A $40 door-mount cable pulley plus a resistance band set with handles gives you four of the most productive gym-machine exercises — lat pulldown, tricep pushdown, face pull, and standing cable curl — at home for under a hundred dollars total.
Mount the cable pulley over a sturdy doorway, a ceiling joist, or a pull-up bar rated for 200+ lbs. Load light weight first (10-15 lbs) and test the anchor with a hard downward pull before loading heavy. Route the cable through the pulley so it runs smoothly with no pinch points.
Hollow-core doors will fail under load. If you can push your finger through a drywall anchor point, it will not hold 40 lbs of cable tension. Use a doorway with a solid frame or a real ceiling joist.
Attach the wide bar or handle to the cable. Kneel facing the anchor, arms extended overhead, core braced. Pull the bar down to collarbone level, squeezing your lats. Control the return — do not let the weight snap your arms back up. Rest 90 seconds.
Pull with your elbows, not your biceps. If you feel this only in your arms, your elbows are too far forward — pull them down toward your ribs to engage the lats.
Stand facing the anchor with the handle or band at forehead height. Elbows pinned to your sides, push down until your arms are fully extended. Return under control to the starting position. Keep elbows stationary — only the forearms move. Rest 60 seconds.

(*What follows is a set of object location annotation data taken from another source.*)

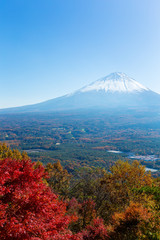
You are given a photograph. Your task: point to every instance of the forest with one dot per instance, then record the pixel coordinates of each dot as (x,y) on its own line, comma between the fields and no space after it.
(41,202)
(85,138)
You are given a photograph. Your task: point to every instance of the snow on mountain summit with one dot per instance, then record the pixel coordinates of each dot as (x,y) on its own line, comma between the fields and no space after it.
(115,82)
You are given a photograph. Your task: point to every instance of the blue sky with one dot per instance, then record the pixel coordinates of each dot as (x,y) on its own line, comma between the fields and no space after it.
(52,47)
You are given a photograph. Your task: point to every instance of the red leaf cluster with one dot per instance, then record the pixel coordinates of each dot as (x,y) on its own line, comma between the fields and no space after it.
(28,208)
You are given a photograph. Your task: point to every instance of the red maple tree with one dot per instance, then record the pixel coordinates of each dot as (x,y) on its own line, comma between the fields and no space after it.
(28,208)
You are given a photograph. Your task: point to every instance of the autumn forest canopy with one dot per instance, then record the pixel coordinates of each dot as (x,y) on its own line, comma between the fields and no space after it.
(46,202)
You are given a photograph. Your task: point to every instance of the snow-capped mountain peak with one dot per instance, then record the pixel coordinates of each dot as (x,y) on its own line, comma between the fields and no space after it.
(115,82)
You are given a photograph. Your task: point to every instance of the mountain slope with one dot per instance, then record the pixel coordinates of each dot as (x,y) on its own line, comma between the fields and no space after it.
(113,91)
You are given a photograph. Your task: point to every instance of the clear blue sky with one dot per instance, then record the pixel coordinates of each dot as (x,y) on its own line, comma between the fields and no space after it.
(52,47)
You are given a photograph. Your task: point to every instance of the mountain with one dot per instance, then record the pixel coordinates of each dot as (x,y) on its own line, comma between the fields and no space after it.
(116,90)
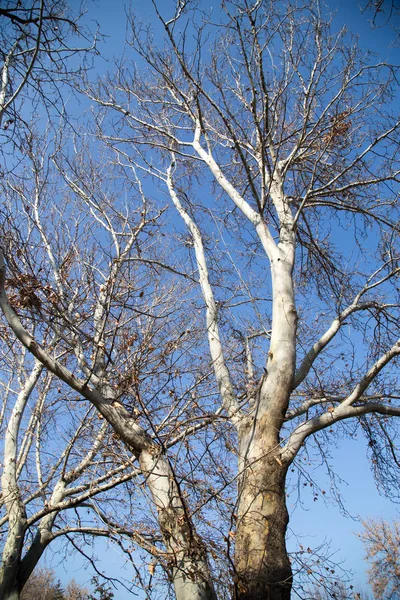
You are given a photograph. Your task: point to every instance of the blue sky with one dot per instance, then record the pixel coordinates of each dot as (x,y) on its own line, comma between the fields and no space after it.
(315,521)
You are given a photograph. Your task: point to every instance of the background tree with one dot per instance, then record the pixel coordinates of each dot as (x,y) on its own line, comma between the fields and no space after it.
(42,45)
(382,544)
(271,138)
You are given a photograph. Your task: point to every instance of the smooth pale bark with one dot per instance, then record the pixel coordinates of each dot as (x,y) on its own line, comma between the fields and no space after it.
(15,508)
(190,572)
(261,560)
(187,554)
(262,565)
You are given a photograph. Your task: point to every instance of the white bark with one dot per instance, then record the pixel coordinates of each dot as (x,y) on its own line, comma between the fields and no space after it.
(15,508)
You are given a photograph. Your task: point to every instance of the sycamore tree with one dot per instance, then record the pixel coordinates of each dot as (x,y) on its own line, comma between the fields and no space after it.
(274,145)
(381,540)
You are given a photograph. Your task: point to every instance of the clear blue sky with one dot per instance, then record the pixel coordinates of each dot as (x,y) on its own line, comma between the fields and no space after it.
(316,521)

If your elbows flare forward on the press, you are using your chest and shoulders. Keep upper arms glued to your ribs throughout the rep.

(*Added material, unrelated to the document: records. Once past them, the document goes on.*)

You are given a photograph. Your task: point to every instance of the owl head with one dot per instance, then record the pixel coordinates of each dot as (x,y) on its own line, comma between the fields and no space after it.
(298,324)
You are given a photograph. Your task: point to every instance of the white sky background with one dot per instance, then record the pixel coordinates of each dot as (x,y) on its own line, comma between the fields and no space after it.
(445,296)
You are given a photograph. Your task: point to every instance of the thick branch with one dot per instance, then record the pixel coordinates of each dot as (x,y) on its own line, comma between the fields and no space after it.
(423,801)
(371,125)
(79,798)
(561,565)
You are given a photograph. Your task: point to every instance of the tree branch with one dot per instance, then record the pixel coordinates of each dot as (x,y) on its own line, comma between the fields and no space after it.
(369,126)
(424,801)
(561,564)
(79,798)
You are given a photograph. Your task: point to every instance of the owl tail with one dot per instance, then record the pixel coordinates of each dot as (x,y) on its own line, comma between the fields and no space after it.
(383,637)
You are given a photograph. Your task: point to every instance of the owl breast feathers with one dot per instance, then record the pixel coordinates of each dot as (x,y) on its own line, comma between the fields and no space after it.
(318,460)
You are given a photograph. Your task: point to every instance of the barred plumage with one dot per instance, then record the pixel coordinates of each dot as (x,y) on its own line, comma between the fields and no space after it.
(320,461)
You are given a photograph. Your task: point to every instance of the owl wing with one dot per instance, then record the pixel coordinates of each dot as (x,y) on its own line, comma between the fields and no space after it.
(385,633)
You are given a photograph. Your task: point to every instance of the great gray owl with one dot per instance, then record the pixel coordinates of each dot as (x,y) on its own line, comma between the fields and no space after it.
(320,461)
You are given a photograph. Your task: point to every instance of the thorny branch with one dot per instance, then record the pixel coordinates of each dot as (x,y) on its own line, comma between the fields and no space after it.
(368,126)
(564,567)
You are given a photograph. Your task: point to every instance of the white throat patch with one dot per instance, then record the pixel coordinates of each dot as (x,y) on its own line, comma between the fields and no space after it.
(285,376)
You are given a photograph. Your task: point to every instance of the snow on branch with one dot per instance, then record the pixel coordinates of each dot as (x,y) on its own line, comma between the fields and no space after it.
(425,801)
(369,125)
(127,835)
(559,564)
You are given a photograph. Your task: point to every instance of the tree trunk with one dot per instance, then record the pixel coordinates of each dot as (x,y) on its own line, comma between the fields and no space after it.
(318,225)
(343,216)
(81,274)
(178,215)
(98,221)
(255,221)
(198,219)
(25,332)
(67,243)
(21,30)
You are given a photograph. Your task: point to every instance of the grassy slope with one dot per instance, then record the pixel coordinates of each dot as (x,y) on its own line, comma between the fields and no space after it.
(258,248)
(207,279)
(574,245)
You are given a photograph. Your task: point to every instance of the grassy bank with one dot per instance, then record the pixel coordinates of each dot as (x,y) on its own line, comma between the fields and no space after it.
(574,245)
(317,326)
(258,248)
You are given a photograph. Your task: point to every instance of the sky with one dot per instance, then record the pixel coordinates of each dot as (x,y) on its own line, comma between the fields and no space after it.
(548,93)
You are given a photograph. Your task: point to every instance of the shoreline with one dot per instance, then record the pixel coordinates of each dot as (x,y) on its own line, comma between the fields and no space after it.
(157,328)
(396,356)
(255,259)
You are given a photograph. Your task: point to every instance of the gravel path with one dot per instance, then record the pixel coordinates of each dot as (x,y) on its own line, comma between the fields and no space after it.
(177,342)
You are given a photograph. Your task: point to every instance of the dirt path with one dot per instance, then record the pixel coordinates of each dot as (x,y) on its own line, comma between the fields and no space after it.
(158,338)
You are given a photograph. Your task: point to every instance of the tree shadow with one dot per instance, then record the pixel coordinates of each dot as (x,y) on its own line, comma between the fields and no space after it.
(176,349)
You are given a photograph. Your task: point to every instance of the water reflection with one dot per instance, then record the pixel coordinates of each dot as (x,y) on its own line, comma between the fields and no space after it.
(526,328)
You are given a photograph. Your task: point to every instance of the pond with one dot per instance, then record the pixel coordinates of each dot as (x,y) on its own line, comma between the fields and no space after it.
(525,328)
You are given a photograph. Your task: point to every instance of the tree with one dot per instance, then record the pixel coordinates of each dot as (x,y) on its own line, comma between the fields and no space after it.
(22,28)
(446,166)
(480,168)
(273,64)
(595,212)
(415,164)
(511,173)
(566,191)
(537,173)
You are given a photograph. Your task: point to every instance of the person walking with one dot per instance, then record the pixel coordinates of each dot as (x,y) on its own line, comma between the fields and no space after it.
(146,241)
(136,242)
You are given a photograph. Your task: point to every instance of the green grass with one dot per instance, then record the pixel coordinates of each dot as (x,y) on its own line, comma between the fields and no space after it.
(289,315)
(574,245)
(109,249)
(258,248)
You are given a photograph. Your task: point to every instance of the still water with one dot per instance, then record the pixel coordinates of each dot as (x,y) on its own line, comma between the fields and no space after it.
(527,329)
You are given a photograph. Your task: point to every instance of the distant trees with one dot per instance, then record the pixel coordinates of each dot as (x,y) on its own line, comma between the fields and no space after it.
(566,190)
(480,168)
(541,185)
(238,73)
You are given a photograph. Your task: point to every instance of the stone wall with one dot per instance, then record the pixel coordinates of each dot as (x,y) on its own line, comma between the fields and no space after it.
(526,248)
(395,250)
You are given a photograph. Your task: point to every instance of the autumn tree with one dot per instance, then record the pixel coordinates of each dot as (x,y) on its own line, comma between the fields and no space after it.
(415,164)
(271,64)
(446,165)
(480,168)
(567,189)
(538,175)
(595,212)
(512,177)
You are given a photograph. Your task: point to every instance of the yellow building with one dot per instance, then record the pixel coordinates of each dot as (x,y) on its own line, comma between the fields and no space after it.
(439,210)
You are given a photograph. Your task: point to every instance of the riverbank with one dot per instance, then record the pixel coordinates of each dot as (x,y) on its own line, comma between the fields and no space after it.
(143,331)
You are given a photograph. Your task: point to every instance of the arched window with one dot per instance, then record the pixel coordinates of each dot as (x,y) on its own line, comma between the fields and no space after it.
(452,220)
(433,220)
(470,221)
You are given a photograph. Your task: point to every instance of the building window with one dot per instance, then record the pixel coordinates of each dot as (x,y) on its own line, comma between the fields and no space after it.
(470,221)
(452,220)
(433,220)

Attach a rope handle or pair of band handles at upper-chest height. Pull toward your face with palms rotating to face the ceiling at the end position. Elbows flare wide as the hands approach your ears. Rest 60 seconds. This is the missing exercise for posture and rear-delt health.

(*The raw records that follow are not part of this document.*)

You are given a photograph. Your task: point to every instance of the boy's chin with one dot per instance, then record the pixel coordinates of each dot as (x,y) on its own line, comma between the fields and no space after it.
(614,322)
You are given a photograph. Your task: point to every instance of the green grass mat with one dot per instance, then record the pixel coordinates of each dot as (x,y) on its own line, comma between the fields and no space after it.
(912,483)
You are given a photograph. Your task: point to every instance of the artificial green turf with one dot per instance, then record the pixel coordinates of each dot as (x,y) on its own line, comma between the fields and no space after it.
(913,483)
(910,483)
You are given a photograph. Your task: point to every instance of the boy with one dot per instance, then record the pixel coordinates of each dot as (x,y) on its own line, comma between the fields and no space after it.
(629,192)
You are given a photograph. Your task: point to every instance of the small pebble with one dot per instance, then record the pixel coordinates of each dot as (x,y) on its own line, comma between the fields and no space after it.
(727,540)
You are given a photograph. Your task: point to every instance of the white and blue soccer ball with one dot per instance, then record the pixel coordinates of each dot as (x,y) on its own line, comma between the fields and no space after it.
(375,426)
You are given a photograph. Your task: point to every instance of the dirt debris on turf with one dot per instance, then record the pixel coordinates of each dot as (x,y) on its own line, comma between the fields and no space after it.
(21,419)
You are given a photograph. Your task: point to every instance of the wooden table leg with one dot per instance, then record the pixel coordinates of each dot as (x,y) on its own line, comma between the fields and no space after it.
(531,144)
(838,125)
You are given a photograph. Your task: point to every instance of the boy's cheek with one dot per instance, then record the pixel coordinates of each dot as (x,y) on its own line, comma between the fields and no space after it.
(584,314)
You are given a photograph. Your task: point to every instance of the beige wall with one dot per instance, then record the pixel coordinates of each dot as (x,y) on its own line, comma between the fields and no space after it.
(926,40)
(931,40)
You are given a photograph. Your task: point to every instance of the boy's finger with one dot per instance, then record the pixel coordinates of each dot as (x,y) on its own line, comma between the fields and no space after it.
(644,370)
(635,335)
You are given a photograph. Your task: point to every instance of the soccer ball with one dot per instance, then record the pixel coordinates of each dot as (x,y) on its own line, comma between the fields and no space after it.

Do not let your shoulders shrug up during the pull. The motion comes from the rear delts and mid-back, not the upper traps.
Handle or band at ankle height, palms facing forward. Elbows pinned to your sides, curl the handle up to shoulder height. Lower under control over 2-3 seconds. Strict form — no body english. Rest 60 seconds.
If your elbows drift forward as you curl, you are shortening the range of motion and reducing tension on the biceps. Keep elbows stationary and directly below your shoulders.
*Tutorials do not constitute professional medical or fitness advice. Please consult a qualified professional before making decisions about your health or fitness routine.